Et tout en trempant dans son verre, plein de vin de Tavel, la tortillade fine qu’il croquait à mesure, mon laboureur commença:

«Notre Seigneur Dieu le père, un jour, en paradis, était tout soucieux. L’enfant Jésus lui dit:

– Qu’avez-vous? père.

– J’ai, répondit Dieu, un souci qui me tarabuste… Tiens, regarde là-bas.

– Où? dit Jésus.

– Par là-bas, dans le Limousin, droit de mon doigt: tu vois bien, dans ce village, vers le faubourg, une boutique de maréchal ferrant, une belle grande boutique?

– Je vois, je vois.

– Eh bien! mon fils, là est un homme que j’aurais voulu sauver: on l’appelle maître Éloi. C’est un gaillard solide, observateur fidèle de mes commandements, charitable au pauvre monde, serviable à n’importe qui, d’un bon compte avec la pratique, et martelant du matin au soir sans mal parler ni blasphémer… Oui, il me semble digne de devenir un rand saint.

– Et qui empêche? dit Jésus.

– Son orgueil, mon enfant. Parce qu’il est bon ouvrier, ouvrier de premier ordre, Éloi croit que sur terre nul n’est au-dessus de lui, et présomption est perdition.

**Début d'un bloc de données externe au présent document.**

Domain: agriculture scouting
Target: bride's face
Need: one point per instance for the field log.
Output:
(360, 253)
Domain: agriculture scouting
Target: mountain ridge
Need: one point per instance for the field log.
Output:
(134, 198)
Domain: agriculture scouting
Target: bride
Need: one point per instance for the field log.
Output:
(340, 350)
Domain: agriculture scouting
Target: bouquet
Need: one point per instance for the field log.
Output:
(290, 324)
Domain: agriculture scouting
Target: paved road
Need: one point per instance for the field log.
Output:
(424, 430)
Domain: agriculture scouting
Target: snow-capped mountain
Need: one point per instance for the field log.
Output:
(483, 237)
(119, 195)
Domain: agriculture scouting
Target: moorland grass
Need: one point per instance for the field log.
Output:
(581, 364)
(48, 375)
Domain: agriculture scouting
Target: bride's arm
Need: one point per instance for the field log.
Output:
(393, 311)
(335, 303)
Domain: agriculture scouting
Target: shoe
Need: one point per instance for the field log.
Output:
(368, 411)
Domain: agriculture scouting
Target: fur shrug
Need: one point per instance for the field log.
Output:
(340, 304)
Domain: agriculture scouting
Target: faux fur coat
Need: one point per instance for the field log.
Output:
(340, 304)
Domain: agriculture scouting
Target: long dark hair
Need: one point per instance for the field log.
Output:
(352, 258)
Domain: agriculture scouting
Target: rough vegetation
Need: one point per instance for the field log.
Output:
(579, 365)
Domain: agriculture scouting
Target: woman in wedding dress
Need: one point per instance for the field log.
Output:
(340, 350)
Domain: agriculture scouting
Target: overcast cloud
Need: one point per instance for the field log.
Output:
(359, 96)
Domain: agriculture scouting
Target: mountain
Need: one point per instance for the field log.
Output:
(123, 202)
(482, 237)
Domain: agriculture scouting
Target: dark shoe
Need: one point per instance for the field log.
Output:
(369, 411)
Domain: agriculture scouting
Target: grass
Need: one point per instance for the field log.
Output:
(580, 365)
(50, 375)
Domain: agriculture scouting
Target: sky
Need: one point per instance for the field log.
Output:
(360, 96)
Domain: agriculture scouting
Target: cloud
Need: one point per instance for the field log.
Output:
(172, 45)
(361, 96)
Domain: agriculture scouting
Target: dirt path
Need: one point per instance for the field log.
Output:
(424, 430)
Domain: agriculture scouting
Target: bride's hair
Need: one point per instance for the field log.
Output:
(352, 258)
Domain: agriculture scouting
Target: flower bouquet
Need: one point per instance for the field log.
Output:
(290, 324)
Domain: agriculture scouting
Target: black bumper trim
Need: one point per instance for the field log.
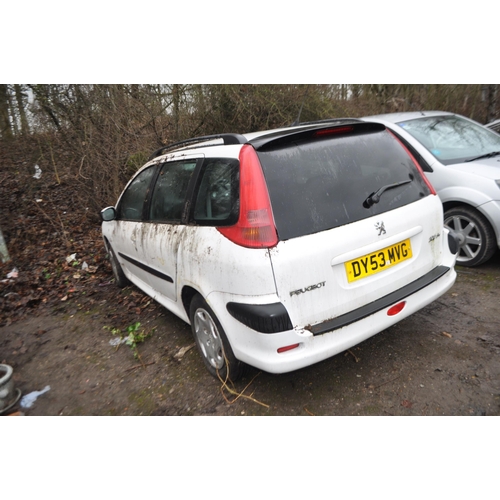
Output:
(379, 304)
(148, 269)
(264, 318)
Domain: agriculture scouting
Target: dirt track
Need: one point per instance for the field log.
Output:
(444, 360)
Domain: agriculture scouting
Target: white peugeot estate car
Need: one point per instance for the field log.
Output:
(283, 248)
(461, 159)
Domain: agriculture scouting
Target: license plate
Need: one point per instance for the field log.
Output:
(378, 261)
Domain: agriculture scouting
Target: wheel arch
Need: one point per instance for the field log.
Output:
(448, 205)
(187, 296)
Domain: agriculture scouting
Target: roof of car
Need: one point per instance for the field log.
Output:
(408, 115)
(255, 138)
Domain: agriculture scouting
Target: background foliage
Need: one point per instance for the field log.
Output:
(96, 136)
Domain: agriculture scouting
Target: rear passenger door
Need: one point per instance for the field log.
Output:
(162, 233)
(126, 237)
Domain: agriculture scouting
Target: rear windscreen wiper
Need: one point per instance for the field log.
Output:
(375, 197)
(487, 155)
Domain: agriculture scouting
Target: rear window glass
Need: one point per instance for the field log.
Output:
(323, 184)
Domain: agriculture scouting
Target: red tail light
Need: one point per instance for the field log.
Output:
(429, 185)
(255, 227)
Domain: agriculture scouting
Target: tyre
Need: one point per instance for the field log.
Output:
(212, 342)
(120, 279)
(475, 236)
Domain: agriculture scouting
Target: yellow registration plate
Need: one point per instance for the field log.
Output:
(378, 261)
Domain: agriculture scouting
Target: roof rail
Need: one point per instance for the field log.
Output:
(329, 120)
(228, 139)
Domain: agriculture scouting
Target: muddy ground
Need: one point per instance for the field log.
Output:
(444, 360)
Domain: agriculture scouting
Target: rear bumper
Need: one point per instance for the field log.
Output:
(380, 304)
(327, 339)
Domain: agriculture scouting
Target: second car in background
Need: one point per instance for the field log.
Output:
(461, 159)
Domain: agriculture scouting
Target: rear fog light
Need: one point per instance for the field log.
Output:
(396, 309)
(287, 348)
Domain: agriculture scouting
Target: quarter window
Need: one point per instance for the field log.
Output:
(132, 200)
(217, 199)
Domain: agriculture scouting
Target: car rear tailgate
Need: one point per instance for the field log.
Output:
(356, 264)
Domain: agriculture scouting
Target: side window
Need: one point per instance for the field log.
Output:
(169, 195)
(217, 198)
(132, 200)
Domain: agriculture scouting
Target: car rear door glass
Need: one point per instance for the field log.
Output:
(217, 195)
(132, 200)
(169, 193)
(322, 184)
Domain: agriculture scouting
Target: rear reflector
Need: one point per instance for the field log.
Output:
(288, 348)
(396, 309)
(334, 131)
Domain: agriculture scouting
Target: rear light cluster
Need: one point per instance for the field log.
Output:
(255, 227)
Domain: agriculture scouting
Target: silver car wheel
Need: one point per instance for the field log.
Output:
(209, 339)
(468, 236)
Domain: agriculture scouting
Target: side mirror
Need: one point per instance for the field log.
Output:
(108, 214)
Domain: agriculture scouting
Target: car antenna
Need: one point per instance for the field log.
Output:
(297, 121)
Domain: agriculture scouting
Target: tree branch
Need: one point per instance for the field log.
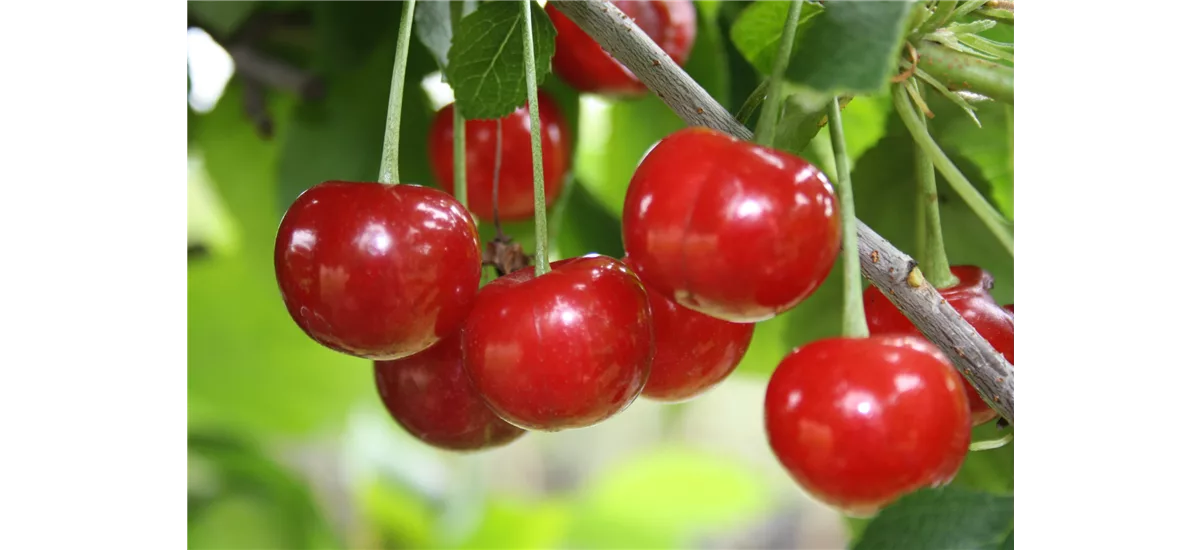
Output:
(883, 264)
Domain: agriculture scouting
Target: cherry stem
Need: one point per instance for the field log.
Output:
(460, 157)
(496, 179)
(853, 320)
(988, 444)
(959, 183)
(541, 262)
(963, 71)
(389, 165)
(935, 265)
(942, 13)
(460, 130)
(765, 132)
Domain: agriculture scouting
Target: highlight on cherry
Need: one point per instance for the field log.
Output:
(639, 209)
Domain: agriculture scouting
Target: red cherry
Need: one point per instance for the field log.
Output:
(972, 299)
(693, 352)
(373, 270)
(430, 396)
(729, 228)
(861, 422)
(581, 61)
(567, 350)
(516, 157)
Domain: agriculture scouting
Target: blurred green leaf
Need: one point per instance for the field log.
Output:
(349, 31)
(510, 524)
(246, 363)
(1009, 542)
(616, 137)
(435, 27)
(991, 470)
(400, 515)
(259, 503)
(759, 28)
(222, 17)
(851, 48)
(947, 518)
(987, 145)
(864, 121)
(341, 136)
(486, 66)
(886, 199)
(238, 522)
(666, 496)
(708, 63)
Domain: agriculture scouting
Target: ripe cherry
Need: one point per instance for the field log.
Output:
(567, 350)
(430, 396)
(373, 270)
(972, 300)
(581, 61)
(729, 228)
(861, 422)
(516, 159)
(693, 352)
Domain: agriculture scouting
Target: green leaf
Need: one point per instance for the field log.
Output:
(670, 495)
(348, 31)
(759, 28)
(397, 513)
(435, 27)
(708, 63)
(989, 144)
(486, 66)
(864, 121)
(222, 17)
(852, 48)
(886, 199)
(947, 518)
(991, 470)
(258, 503)
(517, 524)
(247, 365)
(613, 138)
(341, 136)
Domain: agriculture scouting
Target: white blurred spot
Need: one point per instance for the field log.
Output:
(441, 94)
(209, 70)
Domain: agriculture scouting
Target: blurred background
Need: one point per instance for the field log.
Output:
(288, 444)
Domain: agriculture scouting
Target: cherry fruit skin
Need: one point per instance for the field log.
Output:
(430, 396)
(859, 423)
(565, 350)
(693, 352)
(516, 159)
(729, 228)
(375, 270)
(972, 299)
(582, 64)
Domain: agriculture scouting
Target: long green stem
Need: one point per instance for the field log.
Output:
(460, 129)
(941, 15)
(765, 133)
(541, 259)
(389, 163)
(460, 157)
(961, 71)
(936, 267)
(959, 183)
(853, 320)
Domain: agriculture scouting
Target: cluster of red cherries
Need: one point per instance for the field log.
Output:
(719, 233)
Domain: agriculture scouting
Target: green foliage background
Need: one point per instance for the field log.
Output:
(262, 396)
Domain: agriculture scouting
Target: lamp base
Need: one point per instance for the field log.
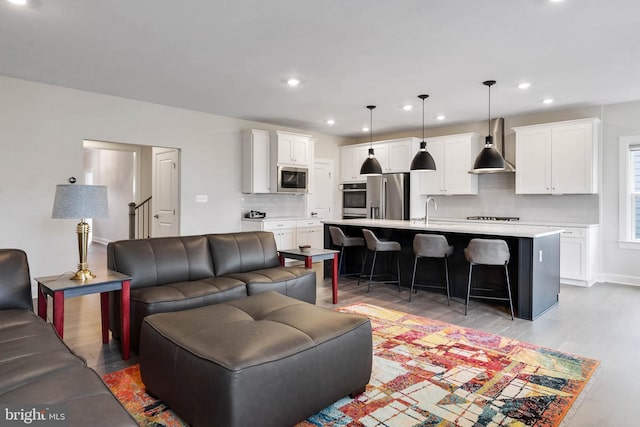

– Seigneur Père, fit Jésus, si vous me vouliez permettre de descendre sur la terre, j’essaierais de le convertir.

– Va, mon cher fils.

Et le bon Jésus descendit. Vêtu en apprenti, son baluchon derrière le dos, le divin ouvrier arrive droit dans la rue où demeurait Éloi. Sur la porte d’Éloi, selon l’usage était l’enseigne, et l’enseigne portait: Éloi le maréchal, maître sur tous les maîtres, en deux chaudes forge un fer.

Le petit apprenti met donc le pied sur le seuil et, ôtant son chapeau:

– Dieu vous donne le bonjour, maître, et à la compagnie: si vous aviez besoin d’un peu d’aide?

– Pas pour le moment, répond Éloi.

– Adieu donc, maître: ce sera pour une autre fois.

Et Jésus, le bon Jésus, continue son chemin. Il y avait, dans la rue, un groupe d’hommes qui causaient et Jésus dit en passant:

– Je n’aurais pas cru que dans une boutique telle, où il doit y avoir, ce semble, tant d’ouvrage, on me refusât le travail.

– Attends un peu, mignon, lui fait un des voisins. Comment as-tu salué en entrant chez maître Éloi?

– J’ai dit comme l’on dit: «Dieu vous donne le bonjour, maître, et à la compagnie!»

– Ha! ce n’est pas ainsi qu’il fallait dire… Il fallait l’appeler maître sur tous les maîtres… Tiens, regarde l’écriteau.

– C’est vrai, dit Jésus, je vais essayer de nouveau.

Et de ce pas il retourne à la boutique.

– Dieu vous le donne bon, maître sur tous les maîtres! N’auriez-vous pas besoin d’ouvrier?

– Entre, entre, répond Éloi, j’ai pensé depuis tantôt que nous t’occuperions aussi… Mais écoute ceci pour une bonne fois: quand tu me salueras, tu dois m’appeler maître, vois-tu? sur tous les maîtres, car ce n’est pas pour me vanter, mais d’hommes comme moi, qui forgent un fer en deux chaudes, le Limousin n’en a pas deux!